Eminent Domain in China: Private property rights law opens the door to capitalism

by Priya Prakash Royal

'The revision of the property law delivers an important political message that China will stick to the direction of [economic] reform and opening up." - Yin Tian, legal expert Beijing University

The National’s People’s Congress passed its new property law on March 16 this year. This new property law takes effect on October 1 and is intended to address the conflicts of a changing society, to protect the interests of farmers and of urban residents, when their homes are subject to eminent domain according to Yin Tian, a legal expert at Beijing University. Gone are the days of Mao, and now the socialist reform in China initiated by Xiaoping Deng in the 1980s is at the forefront again: this time by giving the people at least some individual property ownership rights. The government can still take land for public use, but the land will be owned by the individual and not the collective, at least, for some duration.

China began discussing the first drafts of a property law in 2002. But in 2005, “leftists” objected to the law because they felt that the gap between the rich and poor would widen. The leftists had been opposed to any laws that moved China from a communist to a socialist or capitalist regime. They have debated over the direction of China’s economic and political development since the 1980s, when Xiaoping Deng launched the first economic reforms.

Deng’s successors, retired leader Jiang Zemin and current state president and party leader Hu Jintao, continued Xiaoping’s policies of leading the country towards socialism but added “Chinese characteristics.” Essentially, China’s move towards socialism from communism can be more aptly described as “relaxing” communism. Although the changes resulted in rapid economic growth, it created increasing income gaps and regional imbalances due to the current leadership's regression toward a “people-centered” government.

In the 1950s, China collectivized private ownership of property. In the mid-1990s, China’s reformed these laws which gave its citizens private ownership rights in their homes but not the land underneath it. The new property law still doesn’t give the people rights over the land underneath their homes, but at least grants them a longer term of control over the land and may allow the transfer of property from one generation to the next and even allow the combining of property. Combining property would result in more efficient scales of production and increased output.

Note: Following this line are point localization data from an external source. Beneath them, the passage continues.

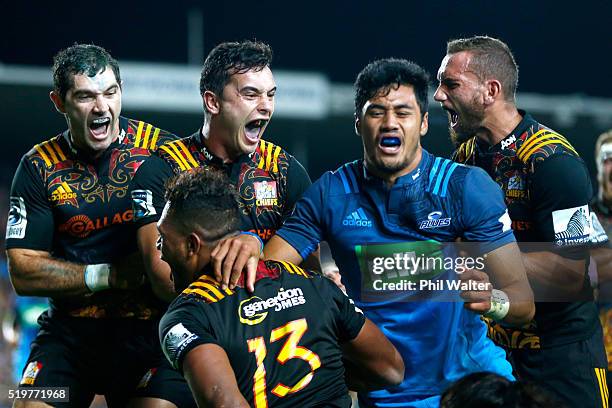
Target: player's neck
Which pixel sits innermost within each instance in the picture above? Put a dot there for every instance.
(499, 122)
(391, 178)
(217, 147)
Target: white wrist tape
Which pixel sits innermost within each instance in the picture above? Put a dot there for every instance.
(97, 277)
(500, 305)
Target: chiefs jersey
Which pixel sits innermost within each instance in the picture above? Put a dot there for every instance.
(547, 190)
(269, 182)
(79, 210)
(283, 341)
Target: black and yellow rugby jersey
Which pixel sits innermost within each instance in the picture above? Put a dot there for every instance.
(547, 190)
(269, 182)
(283, 341)
(80, 211)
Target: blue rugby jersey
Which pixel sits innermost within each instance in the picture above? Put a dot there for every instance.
(362, 219)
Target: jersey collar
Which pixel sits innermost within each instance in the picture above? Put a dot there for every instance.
(411, 178)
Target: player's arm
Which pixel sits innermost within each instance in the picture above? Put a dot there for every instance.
(37, 273)
(560, 186)
(147, 193)
(158, 271)
(30, 231)
(213, 383)
(371, 360)
(486, 221)
(508, 276)
(303, 226)
(298, 182)
(189, 340)
(603, 259)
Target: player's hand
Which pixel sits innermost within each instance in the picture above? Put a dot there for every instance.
(479, 299)
(127, 273)
(234, 255)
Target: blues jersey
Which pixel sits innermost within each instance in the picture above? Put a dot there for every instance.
(365, 221)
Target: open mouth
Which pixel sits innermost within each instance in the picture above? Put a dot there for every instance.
(453, 117)
(99, 127)
(390, 144)
(254, 128)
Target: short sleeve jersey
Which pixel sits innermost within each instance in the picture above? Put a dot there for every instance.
(80, 211)
(547, 190)
(290, 329)
(369, 225)
(269, 182)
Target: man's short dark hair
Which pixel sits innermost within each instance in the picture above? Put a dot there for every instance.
(492, 58)
(230, 58)
(483, 389)
(79, 59)
(382, 75)
(203, 200)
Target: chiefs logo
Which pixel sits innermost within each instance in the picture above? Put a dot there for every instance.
(81, 226)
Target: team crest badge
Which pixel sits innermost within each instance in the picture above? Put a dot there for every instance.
(265, 193)
(30, 373)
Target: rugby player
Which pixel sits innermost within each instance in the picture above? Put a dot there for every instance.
(281, 346)
(397, 201)
(547, 190)
(238, 91)
(70, 237)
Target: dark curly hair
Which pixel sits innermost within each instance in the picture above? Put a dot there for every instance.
(382, 75)
(203, 200)
(489, 390)
(79, 59)
(230, 58)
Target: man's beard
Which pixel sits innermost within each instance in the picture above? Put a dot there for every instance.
(469, 122)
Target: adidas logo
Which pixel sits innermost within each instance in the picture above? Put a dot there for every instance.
(357, 219)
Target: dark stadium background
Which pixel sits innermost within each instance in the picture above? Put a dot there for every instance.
(564, 50)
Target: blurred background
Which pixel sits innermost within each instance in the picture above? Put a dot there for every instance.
(564, 52)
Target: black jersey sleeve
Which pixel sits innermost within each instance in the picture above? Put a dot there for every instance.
(30, 222)
(349, 318)
(485, 217)
(297, 182)
(185, 325)
(560, 192)
(147, 190)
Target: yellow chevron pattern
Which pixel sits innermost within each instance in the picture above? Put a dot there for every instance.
(207, 288)
(50, 151)
(541, 138)
(600, 373)
(268, 160)
(180, 154)
(294, 269)
(146, 136)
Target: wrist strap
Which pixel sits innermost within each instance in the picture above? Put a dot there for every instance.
(97, 277)
(500, 305)
(256, 236)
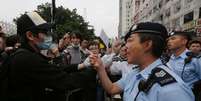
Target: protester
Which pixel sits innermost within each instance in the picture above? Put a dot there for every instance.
(195, 47)
(190, 70)
(31, 76)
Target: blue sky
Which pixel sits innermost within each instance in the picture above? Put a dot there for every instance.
(102, 14)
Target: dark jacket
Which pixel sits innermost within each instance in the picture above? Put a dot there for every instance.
(32, 78)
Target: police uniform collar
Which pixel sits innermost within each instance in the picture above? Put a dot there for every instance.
(182, 55)
(147, 71)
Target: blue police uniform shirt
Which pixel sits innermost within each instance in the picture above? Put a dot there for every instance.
(192, 70)
(177, 91)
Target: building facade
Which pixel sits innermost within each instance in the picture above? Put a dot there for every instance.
(174, 14)
(125, 16)
(8, 28)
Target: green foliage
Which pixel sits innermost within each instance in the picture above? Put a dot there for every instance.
(66, 21)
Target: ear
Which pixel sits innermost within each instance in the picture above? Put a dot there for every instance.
(147, 45)
(29, 35)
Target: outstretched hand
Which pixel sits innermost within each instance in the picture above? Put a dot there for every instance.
(96, 62)
(116, 45)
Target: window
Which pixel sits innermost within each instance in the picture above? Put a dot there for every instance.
(177, 6)
(188, 17)
(167, 1)
(200, 13)
(188, 1)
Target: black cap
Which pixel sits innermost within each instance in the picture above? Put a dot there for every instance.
(32, 21)
(188, 35)
(148, 28)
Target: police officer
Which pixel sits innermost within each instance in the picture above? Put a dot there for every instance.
(182, 61)
(152, 81)
(31, 77)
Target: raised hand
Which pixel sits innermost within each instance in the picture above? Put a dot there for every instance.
(96, 62)
(116, 45)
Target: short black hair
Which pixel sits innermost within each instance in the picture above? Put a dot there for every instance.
(194, 42)
(158, 43)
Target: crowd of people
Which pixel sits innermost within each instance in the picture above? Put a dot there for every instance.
(150, 64)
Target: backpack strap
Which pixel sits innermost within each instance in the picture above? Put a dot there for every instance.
(158, 75)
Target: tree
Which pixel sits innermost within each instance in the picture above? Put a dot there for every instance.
(66, 21)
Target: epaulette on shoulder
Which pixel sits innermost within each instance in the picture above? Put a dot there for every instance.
(162, 77)
(158, 75)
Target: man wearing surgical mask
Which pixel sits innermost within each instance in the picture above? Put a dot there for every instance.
(31, 76)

China is a classic example of Karl Marx’s political model in reverse: it moved from communism  to socialism and now is seemingly headed towards capitalism. The result of this political development has resulted in making China the fastest-growing economy. But it has created a tiered society  in which a growing middle class benefits from the move toward capitalism while the largely rural poor suffer.

Does this mean that the progressive new property law that protects individual rights will improve the economy overall and take the nation towards a free market economy? This law could unlock enormous asset wealth and increase China’s efficiency of its distribution. However, the era of Adam Smith’s economics hasn’t rung in just yet. Millions of Chinese citizens, the largely rural population, strongly oppose capitalism in China; they see the widening gap between the socio-economic classes as a detriment, after all.

The government, most likely for non-altruistic reasons,  ignored the dissent from the masses and passed the seemingly capitalist property law. The Chinese government needs to keep its living standards rising, which means they have to smooth the way for capitalism and foreign investment. For now, China retains its authoritarian control but the new property law is certainly a step in the right direction.